6.3. The influence of gas desorption In this paper, the adsorbed gas is considered using isothermal Langmuir equation, i.e. Eq. (14). In the base case, the Langmuir pressure is 5 MPa. We analyze three scenarios of Langmuir pressure namely 4 MPa, 5 MPa (base case) and 6 MPa. Fig. 29 shows the simulation results of accumulated gas production. Comparing the accumulated gas production at 500 days, the cumulative gas production increases by 7.57% and 7.75% for the Langmuir pressure from 4 MPa to 5 MPa (base case) and 6 MPa, respectively. The reason is that a larger Langmuir pressure indicates a larger maximum adsorption capacity of the shale matrix (see Eq. (11)), and the gas adsorption effect is weaker (Cao et al., 2016). Therefore, the free gas in matrix pores will get more supplement with a higher Langmuir pressure. It is shown in Fig. 30 that the higher the Langmuir pressure, the larger amount of the flowback water.
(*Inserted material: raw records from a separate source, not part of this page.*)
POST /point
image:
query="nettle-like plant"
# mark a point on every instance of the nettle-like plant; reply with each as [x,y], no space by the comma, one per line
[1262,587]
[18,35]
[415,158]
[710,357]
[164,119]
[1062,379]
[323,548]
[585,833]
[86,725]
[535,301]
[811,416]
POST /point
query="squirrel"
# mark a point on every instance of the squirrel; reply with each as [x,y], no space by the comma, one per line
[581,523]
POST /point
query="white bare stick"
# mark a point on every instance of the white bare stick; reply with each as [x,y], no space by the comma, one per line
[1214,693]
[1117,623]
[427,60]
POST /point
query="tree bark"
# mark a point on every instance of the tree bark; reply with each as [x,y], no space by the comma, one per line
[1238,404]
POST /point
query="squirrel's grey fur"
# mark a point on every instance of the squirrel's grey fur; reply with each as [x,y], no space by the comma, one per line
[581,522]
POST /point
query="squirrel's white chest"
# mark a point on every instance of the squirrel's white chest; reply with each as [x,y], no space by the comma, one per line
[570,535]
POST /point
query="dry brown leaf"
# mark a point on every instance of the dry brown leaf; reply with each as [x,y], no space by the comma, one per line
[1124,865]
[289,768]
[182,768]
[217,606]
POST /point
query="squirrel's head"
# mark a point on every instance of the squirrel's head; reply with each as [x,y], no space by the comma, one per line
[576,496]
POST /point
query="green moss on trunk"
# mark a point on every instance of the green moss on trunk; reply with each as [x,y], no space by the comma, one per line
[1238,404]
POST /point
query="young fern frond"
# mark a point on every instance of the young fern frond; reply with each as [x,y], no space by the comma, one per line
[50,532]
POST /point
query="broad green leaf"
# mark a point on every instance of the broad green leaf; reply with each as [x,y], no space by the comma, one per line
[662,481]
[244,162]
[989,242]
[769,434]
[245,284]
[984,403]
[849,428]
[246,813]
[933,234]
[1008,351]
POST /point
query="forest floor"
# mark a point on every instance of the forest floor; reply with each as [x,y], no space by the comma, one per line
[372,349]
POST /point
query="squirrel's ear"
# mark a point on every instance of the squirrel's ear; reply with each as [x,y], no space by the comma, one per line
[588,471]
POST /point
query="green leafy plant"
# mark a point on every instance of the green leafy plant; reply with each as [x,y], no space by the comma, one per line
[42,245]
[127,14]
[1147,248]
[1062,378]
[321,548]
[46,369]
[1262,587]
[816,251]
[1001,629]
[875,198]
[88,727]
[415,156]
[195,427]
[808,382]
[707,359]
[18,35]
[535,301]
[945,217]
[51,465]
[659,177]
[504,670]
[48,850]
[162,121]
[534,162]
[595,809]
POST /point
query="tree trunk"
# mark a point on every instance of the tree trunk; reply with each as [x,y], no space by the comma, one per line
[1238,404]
The reason is that the larger the Langmuir pressure, the greater the mass supplement of the desorption of the adsorbed gas, thus the higher the gas and water pressure, and the larger the water pressure gradient at the same production time. There­ fore, the area of immobile water between the two fractures is smaller with larger Langmuir pressure.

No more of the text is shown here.